Gently, gently he whispered,
“Be quiet,
the secret cannot be spoken,
it is wrapped in silence”.

This poem is taken from the collection of Rumi’s quatrains called Whispers of the Beloved, translated by Maryam Mafi and Azima Melita Kolin. This particular poem really touched me when I read it, and I thought it would be a lovely one to post on here.

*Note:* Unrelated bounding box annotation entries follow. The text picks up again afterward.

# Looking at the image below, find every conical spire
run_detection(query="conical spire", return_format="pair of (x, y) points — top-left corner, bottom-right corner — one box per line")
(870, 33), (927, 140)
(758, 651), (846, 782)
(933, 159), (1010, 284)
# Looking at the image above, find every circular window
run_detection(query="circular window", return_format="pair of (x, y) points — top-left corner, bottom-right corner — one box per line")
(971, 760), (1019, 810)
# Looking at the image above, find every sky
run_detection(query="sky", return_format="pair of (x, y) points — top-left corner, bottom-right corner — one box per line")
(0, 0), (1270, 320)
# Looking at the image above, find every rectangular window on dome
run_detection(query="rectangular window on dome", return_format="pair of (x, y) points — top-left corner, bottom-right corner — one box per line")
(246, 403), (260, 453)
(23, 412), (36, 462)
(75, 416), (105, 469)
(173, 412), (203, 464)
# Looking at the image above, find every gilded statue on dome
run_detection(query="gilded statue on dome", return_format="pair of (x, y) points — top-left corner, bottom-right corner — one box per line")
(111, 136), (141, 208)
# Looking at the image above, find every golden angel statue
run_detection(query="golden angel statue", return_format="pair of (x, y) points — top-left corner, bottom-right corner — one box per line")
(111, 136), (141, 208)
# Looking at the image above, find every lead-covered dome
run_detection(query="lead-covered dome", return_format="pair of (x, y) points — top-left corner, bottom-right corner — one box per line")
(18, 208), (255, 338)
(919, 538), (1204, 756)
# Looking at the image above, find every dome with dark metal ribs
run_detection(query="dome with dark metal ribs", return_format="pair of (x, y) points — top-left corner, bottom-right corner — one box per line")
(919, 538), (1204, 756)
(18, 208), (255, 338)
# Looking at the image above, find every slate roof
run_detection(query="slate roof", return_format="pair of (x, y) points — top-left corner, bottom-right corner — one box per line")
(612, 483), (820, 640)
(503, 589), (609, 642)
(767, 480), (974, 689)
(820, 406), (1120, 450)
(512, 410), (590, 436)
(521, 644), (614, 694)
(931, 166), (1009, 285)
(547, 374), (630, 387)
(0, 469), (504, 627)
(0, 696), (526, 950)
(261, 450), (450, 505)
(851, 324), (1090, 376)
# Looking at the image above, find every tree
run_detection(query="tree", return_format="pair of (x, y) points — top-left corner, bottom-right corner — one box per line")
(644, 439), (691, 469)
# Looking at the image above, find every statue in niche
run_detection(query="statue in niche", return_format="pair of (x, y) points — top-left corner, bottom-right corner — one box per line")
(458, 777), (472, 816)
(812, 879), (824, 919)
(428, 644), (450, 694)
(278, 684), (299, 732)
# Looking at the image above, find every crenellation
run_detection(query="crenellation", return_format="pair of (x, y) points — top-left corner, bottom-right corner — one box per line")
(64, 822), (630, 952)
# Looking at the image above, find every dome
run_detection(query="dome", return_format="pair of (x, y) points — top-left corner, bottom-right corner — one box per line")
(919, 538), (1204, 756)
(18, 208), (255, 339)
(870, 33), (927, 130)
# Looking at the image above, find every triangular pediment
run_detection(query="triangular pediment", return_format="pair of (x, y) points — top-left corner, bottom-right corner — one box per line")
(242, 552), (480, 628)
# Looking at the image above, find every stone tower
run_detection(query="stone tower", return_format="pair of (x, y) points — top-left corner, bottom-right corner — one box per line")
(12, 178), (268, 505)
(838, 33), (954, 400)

There is not much I want to say about it; my usual reaction to Rumi poems is quiet reflection! I will say, however, that the wisdom of this piece is just so beautifully expressed (beautifully translated!), and that I am in love with that final line, “it is wrapped in silence”.

Reviewed by Emily Ardagh

‘1915’ by Robert Graves

I’ve watched the Seasons passing slow, so slow,
In the fields between La Bassée and Bethune;
Primroses and the first warm day of Spring,
Red poppy floods of June,
August, and yellowing Autumn, so
To Winter nights knee-deep in mud or snow,
And you’ve been everything.

Dear, you’ve been everything that I most lack
In these soul-deadening trenches—pictures, books,
Music, the quiet of an English wood,
Beautiful comrade-looks,
The narrow, bouldered mountain-track,
The broad, full-bosomed ocean, green and black,
And Peace, and all that’s good.

I think this is such a touching poem. It describes a soldier living through the hell of trench warfare in the First World War, and holding on to “all that’s good” in the memory of a person that he loves.

This poem is to me remarkable because of its lack of obvious anger. A lot of the war poetry that I have read is very (justifiably) angry. This, however, is quiet, and sad, and wistful. The “Red poppy floods” bring to mind the senseless and copious bloodshed of the war, and the “Winter nights knee-deep in mud or snow” and the “soul-deadening trenches” communicate the incredible hardships that the speaker has endured. But it is his dream — his memory of his loved one — that dominates and endures in this poem and that triumphs over his unspeakably hard reality.

There seems to me to be a beautiful simplicity in the images of the things the poet-soldier Graves most misses: “pictures, books,/ Music” and “the quiet of an English wood”. There is something almost innocent here. Why should a man who wants such simple things in life — who can derive contentment from “Peace, and all that’s good” — be sent to die in the trenches? He wants nothing to do with violence. I think the voice of the poet is so strong in this poem because he holds on to his humanity — his love of peace and good things — amid the diabolical circumstances into which the war has flung him.

This poem means a lot to me because it reminds me that our memories of love and peace can always save us, even in the darkest of hours.